Are you looking for a complete guide on **Hierarchical Clustering in Python?**. If yes, then you are in the right place. Here I will discuss all details related to** Hierarchical Clustering, and how to implement Hierarchical Clustering in Python**. So, give your few minutes to this article in order to get all the details regarding the** Hierarchical Clustering**.

Hello, & Welcome!

In this blog, I am gonna tell you-

**Hierarchical Clustering in Python**

Before moving into **Hierarchical Clustering**, You should have a brief idea about Clustering in Machine Learning.

That’s why Let’s start with **Clustering** and then we will move into ** Hierarchical Clustering**.

**What is Clustering?**

Clustering is nothing but different groups. Items in one group are similar to each other. And Items in different groups are dissimilar with each other.

In Machine Learning, clustering is used to divide data items into separate clusters. Similar items are put into one cluster.

In that image, Cluster 1 contains all red items which are similar to each other. And in cluster 2 all green items are present.

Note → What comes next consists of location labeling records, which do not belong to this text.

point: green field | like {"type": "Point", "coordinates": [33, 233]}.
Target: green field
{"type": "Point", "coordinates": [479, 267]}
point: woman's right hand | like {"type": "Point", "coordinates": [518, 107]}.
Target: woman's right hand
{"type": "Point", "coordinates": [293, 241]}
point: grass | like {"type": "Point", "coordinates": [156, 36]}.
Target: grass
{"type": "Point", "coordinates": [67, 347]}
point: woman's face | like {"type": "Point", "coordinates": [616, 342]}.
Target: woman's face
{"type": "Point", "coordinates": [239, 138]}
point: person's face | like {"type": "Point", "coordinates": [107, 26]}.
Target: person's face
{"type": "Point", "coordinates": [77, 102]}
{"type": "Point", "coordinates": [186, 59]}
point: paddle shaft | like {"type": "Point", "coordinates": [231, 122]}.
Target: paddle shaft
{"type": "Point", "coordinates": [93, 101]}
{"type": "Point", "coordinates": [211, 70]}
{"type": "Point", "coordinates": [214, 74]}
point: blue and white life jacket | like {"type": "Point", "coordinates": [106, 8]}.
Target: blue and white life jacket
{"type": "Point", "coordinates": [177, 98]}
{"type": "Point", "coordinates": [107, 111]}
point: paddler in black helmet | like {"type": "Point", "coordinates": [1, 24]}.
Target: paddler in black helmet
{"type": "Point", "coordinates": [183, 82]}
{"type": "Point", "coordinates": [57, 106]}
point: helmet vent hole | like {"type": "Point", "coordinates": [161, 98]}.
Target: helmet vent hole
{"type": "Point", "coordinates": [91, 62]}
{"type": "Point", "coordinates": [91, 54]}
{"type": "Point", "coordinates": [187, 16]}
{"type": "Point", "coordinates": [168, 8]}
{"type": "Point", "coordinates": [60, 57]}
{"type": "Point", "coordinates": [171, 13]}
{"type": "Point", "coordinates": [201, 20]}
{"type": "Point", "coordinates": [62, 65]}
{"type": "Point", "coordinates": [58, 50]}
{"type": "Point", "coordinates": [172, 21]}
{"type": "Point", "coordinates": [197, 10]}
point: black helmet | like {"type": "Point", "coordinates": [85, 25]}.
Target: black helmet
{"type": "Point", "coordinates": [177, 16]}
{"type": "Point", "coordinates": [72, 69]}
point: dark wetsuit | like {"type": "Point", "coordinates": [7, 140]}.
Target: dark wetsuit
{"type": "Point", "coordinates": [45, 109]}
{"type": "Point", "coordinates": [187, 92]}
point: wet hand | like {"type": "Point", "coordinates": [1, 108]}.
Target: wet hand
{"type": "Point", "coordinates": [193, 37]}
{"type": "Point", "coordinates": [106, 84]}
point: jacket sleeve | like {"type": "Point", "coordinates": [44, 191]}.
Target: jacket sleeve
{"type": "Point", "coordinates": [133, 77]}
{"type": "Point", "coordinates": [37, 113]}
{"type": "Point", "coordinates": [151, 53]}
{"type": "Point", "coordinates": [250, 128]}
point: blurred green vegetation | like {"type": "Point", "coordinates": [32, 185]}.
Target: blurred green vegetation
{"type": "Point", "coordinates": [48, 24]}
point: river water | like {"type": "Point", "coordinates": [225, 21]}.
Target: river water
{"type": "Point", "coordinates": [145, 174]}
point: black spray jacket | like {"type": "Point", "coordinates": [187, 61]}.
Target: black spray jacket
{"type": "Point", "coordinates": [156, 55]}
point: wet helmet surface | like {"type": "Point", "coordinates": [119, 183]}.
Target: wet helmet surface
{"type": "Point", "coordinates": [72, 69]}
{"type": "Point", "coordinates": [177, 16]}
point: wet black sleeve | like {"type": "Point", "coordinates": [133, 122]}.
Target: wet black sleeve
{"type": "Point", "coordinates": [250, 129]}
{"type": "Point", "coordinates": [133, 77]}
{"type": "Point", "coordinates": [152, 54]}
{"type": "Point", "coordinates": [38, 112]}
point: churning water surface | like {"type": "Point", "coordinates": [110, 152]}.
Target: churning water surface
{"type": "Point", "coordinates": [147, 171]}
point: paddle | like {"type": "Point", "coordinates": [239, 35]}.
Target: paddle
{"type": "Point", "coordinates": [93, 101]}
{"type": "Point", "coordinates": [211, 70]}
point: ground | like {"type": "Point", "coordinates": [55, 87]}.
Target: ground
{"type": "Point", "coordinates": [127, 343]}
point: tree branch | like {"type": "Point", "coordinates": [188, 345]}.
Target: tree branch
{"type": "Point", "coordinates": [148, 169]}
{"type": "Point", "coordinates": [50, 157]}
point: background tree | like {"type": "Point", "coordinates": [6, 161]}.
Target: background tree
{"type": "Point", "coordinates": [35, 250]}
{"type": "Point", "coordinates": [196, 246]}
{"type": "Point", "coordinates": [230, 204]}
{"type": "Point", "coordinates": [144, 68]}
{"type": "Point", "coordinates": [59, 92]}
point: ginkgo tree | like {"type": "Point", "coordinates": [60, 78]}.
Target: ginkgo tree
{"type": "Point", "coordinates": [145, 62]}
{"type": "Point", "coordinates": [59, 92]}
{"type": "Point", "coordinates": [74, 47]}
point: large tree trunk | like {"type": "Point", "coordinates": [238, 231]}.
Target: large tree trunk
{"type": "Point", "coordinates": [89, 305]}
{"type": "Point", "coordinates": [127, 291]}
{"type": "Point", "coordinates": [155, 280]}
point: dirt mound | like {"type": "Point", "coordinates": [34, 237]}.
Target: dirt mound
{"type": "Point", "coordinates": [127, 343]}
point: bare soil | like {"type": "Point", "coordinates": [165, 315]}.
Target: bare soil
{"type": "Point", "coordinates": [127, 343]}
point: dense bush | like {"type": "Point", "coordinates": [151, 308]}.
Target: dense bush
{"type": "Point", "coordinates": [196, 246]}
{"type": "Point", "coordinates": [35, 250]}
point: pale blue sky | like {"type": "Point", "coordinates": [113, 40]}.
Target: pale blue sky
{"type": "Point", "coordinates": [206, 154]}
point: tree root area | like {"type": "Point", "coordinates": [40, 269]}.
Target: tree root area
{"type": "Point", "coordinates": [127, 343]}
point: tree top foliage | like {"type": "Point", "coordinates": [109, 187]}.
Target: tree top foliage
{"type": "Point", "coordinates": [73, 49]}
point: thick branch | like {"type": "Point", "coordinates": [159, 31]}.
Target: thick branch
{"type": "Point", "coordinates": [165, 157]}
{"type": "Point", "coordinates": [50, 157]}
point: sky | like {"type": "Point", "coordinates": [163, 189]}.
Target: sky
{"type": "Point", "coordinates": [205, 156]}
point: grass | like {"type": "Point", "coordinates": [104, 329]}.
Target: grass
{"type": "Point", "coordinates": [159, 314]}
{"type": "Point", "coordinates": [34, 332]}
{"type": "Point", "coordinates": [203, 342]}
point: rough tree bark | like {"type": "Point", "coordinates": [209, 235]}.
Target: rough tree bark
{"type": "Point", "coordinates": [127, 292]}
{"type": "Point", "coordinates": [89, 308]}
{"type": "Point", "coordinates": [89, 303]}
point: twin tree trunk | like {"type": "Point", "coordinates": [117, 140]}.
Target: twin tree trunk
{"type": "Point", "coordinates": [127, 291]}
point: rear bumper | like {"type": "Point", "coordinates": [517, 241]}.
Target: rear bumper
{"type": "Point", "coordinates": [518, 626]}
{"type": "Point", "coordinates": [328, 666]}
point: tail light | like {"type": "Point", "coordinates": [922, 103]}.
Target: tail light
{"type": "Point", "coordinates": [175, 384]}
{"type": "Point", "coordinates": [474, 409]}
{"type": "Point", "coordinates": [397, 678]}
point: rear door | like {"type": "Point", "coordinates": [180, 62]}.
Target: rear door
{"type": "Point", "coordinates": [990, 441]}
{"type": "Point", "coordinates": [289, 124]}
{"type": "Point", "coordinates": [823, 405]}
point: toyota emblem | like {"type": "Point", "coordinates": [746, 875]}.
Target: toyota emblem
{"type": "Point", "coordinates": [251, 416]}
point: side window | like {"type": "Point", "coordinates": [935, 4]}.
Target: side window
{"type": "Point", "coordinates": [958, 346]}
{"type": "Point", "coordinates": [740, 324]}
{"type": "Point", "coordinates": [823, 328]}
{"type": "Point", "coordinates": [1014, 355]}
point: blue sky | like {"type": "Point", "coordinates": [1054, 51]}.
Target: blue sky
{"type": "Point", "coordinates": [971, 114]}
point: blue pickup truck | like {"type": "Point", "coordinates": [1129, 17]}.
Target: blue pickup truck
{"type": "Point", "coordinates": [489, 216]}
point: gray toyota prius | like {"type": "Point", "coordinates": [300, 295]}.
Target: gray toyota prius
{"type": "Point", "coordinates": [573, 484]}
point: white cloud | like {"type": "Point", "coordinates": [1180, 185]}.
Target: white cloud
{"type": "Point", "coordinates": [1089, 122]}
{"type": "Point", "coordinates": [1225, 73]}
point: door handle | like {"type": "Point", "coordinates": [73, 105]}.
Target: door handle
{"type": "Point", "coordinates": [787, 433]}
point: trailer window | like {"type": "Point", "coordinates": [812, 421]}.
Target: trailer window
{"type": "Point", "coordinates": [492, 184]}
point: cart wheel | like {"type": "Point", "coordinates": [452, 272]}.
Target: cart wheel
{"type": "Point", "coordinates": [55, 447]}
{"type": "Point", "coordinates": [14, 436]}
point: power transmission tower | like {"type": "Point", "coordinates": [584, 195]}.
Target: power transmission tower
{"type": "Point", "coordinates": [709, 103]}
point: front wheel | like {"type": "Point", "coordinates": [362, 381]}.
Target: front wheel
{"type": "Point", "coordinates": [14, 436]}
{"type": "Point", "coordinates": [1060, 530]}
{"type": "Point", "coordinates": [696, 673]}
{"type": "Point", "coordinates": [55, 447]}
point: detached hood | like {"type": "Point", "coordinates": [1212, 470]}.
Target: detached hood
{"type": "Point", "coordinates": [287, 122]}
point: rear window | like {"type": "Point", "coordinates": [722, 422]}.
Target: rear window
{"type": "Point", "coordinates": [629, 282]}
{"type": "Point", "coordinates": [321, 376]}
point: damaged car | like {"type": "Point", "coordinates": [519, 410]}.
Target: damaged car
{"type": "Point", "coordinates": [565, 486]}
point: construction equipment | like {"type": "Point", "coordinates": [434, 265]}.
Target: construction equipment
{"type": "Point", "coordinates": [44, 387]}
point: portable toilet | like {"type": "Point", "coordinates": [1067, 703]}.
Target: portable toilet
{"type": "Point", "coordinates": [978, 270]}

Clustering is known as **Unsupervised Learning.**

**Now you may be wondering where clustering is used?**

You can see the clustering in the Supermarket. In the supermarket, all similar items are put in one place. For example, one variety of Mangoes are put in one place, where other varieties of Mangoes are placed in another place.

Now let’s see Different Types of Clustering-

**Types of Clustering** **Algorithm in Machine Learning**

Clustering is of 3 Types-

- Exclusive Clustering.
- Overlapping Clustering.
- Hierarchical Clustering.

**1. Exclusive Clustering**

It is known as **Hard Clustering**. That means data items exclusively belong to one cluster. Two clusters are totally different from each other. As you saw in the previous image. Where Red Items are totally different from Green Items.

Example of Exclusive Clustering is **K Means Clustering.**

**2. Overlapping Clustering**

Overlapping clustering is a soft cluster. That means data items may belong to more than one cluster.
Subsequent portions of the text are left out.